Is there a characterization of measure zero subsets $A$ of $\mathbb R^n$, $n>1$ such that the set $A+A$ contains interior? Here $A+A$ is the set of points $\{ x+y \mid x, y\in A \}$.
Is it true that if the convex hull of the connected component of $A$ contains interior then so does $A+A$?
Regarding Question #1.
There's one obvious dimensional obstruction (for example consider the Hausdorff dimension of A).
There is some research about it in the 1-dimensional case, such as the well-known theorem that K+K contains an interval, and related conjectures and works by Pallis, Furstenberg and Yoccoz. Even this one-dimensional theory is not complete as far as I know, so characterizing such a statement in larger dimensions would seem improbable now.
If say your set A is the product of two sets $A=A_{x} \times A_{y}$, such that $A_{x}+A_{x}$ contains an interval, and $A_{y}+A_{y}$ contains an interval, then one can have that the sumset of the product $A$ will contain a rectangle.
The one thing that can help you tackle the problem in larger dimensions, is the fact that you can sometimes say something smart about the projection of your set in a.e. direction (especially if your set is self-similar). For example this is the content of early works by Furstenberg (back in the 60s), and even some recent works (such as Hochman-Shmerkin - arXiv:0910.1956).

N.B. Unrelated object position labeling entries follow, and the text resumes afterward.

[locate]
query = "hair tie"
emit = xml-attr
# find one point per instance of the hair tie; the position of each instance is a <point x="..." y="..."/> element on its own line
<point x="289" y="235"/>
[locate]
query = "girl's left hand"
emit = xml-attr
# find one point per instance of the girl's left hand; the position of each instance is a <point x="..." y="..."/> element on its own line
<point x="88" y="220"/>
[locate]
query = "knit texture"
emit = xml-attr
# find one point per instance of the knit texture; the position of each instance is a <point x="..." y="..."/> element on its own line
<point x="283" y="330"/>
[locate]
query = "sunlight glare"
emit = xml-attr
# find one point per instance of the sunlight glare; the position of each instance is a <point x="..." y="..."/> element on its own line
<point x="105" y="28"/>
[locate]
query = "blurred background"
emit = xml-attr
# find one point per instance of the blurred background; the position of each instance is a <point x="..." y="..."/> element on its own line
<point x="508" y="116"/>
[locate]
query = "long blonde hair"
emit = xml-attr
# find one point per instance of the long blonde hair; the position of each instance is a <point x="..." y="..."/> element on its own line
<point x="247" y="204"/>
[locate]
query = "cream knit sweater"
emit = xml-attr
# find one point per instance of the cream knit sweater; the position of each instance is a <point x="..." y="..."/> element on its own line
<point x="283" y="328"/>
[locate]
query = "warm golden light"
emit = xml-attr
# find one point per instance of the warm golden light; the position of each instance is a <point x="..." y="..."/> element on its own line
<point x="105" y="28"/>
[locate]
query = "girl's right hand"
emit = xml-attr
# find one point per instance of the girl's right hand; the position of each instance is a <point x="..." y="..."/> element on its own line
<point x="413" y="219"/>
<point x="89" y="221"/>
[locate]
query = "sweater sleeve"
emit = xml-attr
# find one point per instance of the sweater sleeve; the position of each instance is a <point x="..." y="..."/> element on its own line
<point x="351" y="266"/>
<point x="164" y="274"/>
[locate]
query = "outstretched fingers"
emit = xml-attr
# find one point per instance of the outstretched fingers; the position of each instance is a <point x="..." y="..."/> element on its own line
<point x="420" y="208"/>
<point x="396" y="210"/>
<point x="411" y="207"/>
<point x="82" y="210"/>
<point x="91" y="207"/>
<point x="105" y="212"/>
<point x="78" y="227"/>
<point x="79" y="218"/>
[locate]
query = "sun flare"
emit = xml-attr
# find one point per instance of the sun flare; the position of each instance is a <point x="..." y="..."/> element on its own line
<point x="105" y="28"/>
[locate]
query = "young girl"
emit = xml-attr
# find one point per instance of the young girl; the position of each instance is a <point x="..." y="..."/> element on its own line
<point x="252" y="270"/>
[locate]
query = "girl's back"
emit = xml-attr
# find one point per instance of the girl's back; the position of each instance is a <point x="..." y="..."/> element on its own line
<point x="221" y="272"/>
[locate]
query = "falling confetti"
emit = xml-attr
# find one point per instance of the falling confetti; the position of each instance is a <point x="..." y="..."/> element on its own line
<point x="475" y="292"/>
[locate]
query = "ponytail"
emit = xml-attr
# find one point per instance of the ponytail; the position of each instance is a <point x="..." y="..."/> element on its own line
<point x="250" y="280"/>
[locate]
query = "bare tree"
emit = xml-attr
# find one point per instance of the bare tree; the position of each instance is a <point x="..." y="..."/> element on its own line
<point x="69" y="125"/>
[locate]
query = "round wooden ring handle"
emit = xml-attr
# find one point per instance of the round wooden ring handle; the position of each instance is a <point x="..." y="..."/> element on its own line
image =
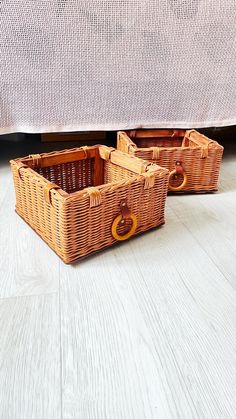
<point x="130" y="232"/>
<point x="180" y="187"/>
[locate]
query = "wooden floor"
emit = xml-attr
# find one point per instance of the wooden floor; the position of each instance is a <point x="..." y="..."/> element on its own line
<point x="146" y="330"/>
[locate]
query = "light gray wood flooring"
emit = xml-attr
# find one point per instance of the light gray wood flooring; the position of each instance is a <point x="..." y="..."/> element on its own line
<point x="144" y="330"/>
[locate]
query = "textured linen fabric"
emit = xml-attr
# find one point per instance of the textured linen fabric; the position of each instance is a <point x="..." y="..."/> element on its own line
<point x="69" y="65"/>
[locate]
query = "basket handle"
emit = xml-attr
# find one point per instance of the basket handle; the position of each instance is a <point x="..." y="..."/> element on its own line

I hope that by taking two independent generic directions, you can say something smart about the projections (Hausdorff dimension? entropy estimates?), and then maybe one can use the one-dimensional theory to get that the sumset of the projection contains an interval. Of-course, it is not enough to get an interval in the projection, because your set might not be rectangular set itself, but maybe if your set if self-similiar, you can wiggle the pieces around to construct an inner rectangle.
By Masterand's theorem, I'm guessing that a resonable bet here would be $dim_{H}(A)>1$ (or maybe even take the upper packing dimension of $A$ to be bigger than $1$) for "nice enoguh" sets $A$, although I'm pretty sure this is open in general (because of Pallis' conjecture).
For question #1, I don't know.
For question #2, the answer is no. Consider the edges of your favorite polyhedron in $\mathbb R^3$. They are connected. Their convex hull, the entire polyhedron, obviously has a nonempty interior. But $A+A$ is a finite union of two-dimensional parallelograms and thus cannot have interior in $\mathbb R^3$.